Leitsatz (amtlich)
Das Insolvenzgericht kann gem. § 21 Abs. 1 Satz 1 InsO auch einen Sachverständigen ermächtigen, Auskünfte über die Vermögenslage des Schuldners u.a. von Kreditinstituten einzuholen. In diesem Fall steht den Mitarbeitern des Kreditinstitutes kein Zeugnisverweigerungsrecht gem. § 4 InsO i.V.m. § 383 Abs. 1 Nr. 6 ZPO zu. Die Auskünfte sind zu erteilen, ohne dass der Schuldner ausdrücklich eine Entbindung von der Schweigepflicht erteilen muss.
Nachgehend
Gründe
Die Schuldnerin hat am 29.07.2002 Eigenantrag auf Eröffnung des Insolvenzverfahrens gestellt sowie Stundung und Restschuldbefreiung beantragt. Mit Beschluss vom selben Tage hat das Insolvenzgericht einen Sachverständigen bestellt. In dem Beschluss ist der Sachverständige u.a. ermächtigt worden, "Auskünfte über die Vermögenslage der Schuldnerin bei Dritten (Banken, Versicherungen, Behörden, Vertragspartnern usw.) einzuholen". Mit Schriftsatz vom 28.08.2002 hat der Sachverständige beantragt, den zuständigen Sachbearbeiter des Kreditinstitutes als Zeugen zu hören über den Inhalt der von der Schuldnerin unterhaltenen umfassenden Geschäftsverbindung. Im Termin vom 05.09.2002 hat der Zeuge seine bereits gegenüber dem Sachverständigen ausgesprochene Weigerung wiederholt, auszusagen. Er beruft sich auf das Bankgeheimnis sowie darauf, dass die Sparkasse als Dienstherrin ihm keine Aussagegenehmigung erteilt habe.

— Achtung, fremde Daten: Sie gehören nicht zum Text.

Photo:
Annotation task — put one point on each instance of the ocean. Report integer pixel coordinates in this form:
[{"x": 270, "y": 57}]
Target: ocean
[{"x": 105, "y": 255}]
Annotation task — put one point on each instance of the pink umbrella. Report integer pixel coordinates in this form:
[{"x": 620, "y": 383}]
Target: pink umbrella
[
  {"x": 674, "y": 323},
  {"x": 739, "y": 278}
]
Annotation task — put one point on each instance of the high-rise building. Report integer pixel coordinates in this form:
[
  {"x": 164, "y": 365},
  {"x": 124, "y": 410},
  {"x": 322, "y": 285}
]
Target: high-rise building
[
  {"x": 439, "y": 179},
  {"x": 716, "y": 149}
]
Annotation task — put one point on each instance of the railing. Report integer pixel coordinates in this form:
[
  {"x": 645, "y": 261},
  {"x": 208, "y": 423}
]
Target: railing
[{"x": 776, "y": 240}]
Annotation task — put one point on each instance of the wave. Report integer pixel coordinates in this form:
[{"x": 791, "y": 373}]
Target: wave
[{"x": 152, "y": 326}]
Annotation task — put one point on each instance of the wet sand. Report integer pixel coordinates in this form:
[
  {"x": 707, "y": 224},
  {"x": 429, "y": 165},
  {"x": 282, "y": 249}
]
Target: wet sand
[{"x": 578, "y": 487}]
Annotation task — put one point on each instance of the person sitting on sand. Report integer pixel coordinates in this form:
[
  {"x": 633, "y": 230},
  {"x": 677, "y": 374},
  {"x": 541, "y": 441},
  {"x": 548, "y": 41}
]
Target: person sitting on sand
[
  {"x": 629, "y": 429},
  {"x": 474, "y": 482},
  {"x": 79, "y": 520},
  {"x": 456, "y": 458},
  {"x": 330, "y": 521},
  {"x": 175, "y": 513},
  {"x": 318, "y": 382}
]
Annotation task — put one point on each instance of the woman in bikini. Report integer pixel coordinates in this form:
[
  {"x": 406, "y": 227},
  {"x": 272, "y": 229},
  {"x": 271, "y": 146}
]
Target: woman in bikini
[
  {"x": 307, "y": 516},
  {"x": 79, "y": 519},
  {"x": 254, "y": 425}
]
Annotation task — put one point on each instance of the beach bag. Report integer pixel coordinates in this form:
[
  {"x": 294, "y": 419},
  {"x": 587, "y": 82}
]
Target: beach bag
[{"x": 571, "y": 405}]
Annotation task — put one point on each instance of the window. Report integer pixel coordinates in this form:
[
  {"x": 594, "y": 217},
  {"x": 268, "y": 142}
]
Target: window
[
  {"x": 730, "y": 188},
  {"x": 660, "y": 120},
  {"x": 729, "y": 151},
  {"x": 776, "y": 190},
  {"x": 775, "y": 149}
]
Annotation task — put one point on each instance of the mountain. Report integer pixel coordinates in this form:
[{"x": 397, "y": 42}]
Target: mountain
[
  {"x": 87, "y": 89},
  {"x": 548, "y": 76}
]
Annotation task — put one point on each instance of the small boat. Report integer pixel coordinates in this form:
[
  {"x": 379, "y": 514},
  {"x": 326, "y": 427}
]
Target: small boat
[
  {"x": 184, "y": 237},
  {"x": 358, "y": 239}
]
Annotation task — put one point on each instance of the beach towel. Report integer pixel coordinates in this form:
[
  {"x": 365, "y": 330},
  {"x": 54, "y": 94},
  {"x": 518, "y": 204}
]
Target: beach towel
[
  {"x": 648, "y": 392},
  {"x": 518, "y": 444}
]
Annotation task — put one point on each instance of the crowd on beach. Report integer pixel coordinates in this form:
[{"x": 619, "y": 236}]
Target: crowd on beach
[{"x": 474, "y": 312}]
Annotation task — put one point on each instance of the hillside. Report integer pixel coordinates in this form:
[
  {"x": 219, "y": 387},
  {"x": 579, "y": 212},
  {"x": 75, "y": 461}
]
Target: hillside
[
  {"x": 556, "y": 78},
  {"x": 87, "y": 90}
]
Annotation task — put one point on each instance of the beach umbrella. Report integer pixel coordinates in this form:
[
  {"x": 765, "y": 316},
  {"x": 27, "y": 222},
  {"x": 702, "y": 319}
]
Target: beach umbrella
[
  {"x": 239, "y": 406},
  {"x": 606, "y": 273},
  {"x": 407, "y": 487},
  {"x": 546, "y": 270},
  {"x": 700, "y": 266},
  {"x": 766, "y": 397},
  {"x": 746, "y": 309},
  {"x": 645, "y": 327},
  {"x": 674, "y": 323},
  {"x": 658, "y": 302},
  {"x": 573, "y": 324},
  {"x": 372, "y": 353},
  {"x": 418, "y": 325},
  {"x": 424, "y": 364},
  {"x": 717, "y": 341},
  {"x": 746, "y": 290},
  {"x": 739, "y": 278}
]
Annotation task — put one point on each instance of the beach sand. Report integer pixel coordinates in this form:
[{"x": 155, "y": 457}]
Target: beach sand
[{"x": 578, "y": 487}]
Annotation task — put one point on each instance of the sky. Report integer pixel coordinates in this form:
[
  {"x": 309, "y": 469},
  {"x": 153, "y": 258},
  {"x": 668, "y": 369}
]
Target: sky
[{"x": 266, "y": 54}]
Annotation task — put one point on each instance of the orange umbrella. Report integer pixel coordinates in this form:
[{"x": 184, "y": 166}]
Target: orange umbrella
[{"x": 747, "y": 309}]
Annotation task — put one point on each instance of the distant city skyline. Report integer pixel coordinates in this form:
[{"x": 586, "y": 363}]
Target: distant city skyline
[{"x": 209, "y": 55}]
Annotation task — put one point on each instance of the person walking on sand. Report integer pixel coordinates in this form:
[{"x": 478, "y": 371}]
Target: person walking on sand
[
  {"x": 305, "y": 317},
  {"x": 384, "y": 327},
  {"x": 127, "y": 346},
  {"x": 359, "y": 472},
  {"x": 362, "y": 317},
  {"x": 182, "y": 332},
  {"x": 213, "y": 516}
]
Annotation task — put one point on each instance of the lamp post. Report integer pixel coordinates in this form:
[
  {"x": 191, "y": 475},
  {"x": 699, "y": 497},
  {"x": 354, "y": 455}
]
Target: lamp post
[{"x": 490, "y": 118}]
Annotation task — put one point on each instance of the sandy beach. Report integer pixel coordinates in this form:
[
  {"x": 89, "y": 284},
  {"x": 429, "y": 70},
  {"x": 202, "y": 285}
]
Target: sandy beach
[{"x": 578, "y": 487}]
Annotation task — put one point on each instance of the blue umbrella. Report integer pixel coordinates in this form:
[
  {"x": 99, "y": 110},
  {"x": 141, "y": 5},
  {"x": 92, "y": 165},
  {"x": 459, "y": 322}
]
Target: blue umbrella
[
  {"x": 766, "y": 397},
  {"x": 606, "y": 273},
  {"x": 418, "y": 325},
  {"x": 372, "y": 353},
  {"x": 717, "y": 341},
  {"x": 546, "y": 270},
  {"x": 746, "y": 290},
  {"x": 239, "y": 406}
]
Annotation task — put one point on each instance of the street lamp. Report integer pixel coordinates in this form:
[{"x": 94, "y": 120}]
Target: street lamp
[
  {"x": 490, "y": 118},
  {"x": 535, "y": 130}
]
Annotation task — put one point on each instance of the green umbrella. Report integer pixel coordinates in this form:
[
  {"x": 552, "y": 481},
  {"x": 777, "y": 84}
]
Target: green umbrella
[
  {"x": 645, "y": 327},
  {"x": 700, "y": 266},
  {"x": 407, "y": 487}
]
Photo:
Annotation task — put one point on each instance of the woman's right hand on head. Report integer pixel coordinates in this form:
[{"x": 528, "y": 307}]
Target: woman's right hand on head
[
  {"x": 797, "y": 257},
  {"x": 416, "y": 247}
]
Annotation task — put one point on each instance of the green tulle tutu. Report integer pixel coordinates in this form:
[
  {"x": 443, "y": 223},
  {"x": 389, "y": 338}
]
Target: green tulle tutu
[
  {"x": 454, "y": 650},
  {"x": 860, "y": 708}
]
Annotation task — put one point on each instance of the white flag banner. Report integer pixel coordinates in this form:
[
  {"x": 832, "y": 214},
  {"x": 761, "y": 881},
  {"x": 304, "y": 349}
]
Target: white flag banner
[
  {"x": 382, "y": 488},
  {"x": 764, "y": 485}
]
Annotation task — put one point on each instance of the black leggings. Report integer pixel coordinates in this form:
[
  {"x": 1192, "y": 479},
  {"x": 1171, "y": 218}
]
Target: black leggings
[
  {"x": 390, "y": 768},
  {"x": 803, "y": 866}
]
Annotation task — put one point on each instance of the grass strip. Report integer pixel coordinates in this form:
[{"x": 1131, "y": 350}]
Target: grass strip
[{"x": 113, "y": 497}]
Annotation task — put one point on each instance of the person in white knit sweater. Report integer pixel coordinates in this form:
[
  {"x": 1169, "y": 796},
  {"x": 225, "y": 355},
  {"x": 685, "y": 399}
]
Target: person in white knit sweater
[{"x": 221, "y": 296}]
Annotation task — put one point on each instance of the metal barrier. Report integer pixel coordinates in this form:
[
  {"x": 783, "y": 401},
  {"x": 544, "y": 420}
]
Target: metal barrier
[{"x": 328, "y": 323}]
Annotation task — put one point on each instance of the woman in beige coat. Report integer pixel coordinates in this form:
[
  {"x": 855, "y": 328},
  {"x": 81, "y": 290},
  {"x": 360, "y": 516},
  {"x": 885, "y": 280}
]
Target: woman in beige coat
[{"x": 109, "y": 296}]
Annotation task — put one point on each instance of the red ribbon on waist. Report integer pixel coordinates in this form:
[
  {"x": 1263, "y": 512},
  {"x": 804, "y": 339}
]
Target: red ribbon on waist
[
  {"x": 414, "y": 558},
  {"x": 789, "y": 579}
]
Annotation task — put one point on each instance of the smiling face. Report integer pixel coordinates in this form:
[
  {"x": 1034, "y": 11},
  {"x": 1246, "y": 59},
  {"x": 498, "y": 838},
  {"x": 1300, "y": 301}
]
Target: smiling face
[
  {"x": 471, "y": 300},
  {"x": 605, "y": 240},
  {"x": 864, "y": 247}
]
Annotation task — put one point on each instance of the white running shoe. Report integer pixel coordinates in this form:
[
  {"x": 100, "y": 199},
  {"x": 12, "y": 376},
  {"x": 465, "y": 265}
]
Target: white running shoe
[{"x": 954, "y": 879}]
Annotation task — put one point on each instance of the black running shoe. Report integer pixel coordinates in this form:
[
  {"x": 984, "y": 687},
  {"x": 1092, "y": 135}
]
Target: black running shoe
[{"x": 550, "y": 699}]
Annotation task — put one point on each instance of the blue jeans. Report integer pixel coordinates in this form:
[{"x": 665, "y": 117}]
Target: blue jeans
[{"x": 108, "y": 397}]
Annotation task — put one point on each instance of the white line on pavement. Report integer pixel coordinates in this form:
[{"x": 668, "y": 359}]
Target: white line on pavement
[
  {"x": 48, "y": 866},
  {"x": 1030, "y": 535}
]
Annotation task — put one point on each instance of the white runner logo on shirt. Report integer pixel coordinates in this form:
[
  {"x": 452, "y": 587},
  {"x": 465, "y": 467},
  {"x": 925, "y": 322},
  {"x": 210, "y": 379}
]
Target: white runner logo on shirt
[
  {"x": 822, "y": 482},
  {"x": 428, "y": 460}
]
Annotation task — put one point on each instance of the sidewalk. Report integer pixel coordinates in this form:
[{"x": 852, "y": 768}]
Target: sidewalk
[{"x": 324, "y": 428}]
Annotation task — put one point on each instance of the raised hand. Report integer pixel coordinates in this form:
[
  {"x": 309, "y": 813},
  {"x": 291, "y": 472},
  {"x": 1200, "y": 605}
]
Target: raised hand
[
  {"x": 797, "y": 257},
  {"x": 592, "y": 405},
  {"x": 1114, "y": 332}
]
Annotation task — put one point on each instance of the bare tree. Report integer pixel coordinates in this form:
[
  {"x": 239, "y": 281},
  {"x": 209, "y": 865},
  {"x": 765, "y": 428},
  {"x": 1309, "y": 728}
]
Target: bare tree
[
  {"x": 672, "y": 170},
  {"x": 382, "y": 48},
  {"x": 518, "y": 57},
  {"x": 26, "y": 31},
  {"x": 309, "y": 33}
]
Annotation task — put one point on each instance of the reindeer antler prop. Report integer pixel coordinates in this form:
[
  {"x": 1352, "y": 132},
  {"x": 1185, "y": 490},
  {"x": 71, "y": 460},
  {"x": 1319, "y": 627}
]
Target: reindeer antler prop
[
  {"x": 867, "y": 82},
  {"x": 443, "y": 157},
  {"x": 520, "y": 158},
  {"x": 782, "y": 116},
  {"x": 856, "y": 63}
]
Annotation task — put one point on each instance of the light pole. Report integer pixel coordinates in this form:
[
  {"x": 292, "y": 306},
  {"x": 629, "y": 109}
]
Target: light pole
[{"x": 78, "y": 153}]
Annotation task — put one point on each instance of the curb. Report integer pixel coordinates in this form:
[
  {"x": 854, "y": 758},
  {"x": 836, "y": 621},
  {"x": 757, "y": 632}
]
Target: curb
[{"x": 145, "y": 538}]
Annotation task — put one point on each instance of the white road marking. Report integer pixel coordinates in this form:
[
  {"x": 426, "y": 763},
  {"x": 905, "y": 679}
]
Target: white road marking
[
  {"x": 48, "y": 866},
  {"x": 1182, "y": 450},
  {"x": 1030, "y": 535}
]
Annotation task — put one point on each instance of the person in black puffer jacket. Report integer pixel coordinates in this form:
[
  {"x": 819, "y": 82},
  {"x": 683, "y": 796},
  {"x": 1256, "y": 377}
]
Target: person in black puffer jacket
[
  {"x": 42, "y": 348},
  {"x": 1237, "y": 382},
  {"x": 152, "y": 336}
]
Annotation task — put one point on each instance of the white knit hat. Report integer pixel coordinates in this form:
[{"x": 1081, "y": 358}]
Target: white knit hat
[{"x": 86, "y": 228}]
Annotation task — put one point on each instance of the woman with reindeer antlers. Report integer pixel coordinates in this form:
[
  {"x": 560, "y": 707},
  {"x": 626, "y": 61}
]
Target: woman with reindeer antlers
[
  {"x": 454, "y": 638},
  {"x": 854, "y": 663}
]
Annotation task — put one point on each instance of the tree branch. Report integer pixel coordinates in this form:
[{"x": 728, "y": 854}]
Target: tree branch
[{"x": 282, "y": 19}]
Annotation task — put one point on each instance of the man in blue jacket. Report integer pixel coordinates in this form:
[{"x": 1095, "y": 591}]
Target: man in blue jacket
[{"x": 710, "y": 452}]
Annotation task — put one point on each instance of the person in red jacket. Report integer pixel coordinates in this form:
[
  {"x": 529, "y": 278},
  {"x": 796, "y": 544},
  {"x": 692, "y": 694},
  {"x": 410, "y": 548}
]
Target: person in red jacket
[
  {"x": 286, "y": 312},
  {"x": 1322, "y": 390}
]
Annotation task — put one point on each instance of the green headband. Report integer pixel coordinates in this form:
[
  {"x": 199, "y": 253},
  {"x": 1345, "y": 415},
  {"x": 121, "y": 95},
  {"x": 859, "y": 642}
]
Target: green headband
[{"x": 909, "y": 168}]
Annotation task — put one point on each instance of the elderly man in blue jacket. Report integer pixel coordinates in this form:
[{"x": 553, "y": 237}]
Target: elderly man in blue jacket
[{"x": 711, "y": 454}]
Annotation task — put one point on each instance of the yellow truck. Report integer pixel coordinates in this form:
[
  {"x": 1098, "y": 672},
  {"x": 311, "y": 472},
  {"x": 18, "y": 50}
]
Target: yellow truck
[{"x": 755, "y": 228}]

Gem. § 4 InsO i.V.m. § 387 ZPO hat das Insolvenzgericht über die Rechtmäßigkeit der Aussageverweigerung des Zeugen zu entscheiden. Diese Entscheidung hat das Insolvenzgericht durch Beschluss getroffen. Zwar sieht § 387 Abs. 3 ZPO den Erlass eines Zwischenurteils vor. Gem. § 4 InsO finden die Vorschriften der ZPO jedoch nur entsprechende Anwendung. Da § 5 Abs. 2 InsO die mündliche Verhandlung freistellt, ergehen Entscheidungen des Insolvenzgerichtes durch Beschluss, auch wenn eine mündliche Verhandlung stattgefunden hat (FK-InsO/Schmerbach § 5 Rz. 31). Die in § 387 Abs. 1 ZPO vorgesehene Anhörung der Parteien ist nicht erforderlich, da das Insolvenzgericht über den zulässigen Antrag der Schuldnerin von Amts wegen alle Umstände zu ermitteln hat (§ 5 Abs. 1 Satz 1 InsO).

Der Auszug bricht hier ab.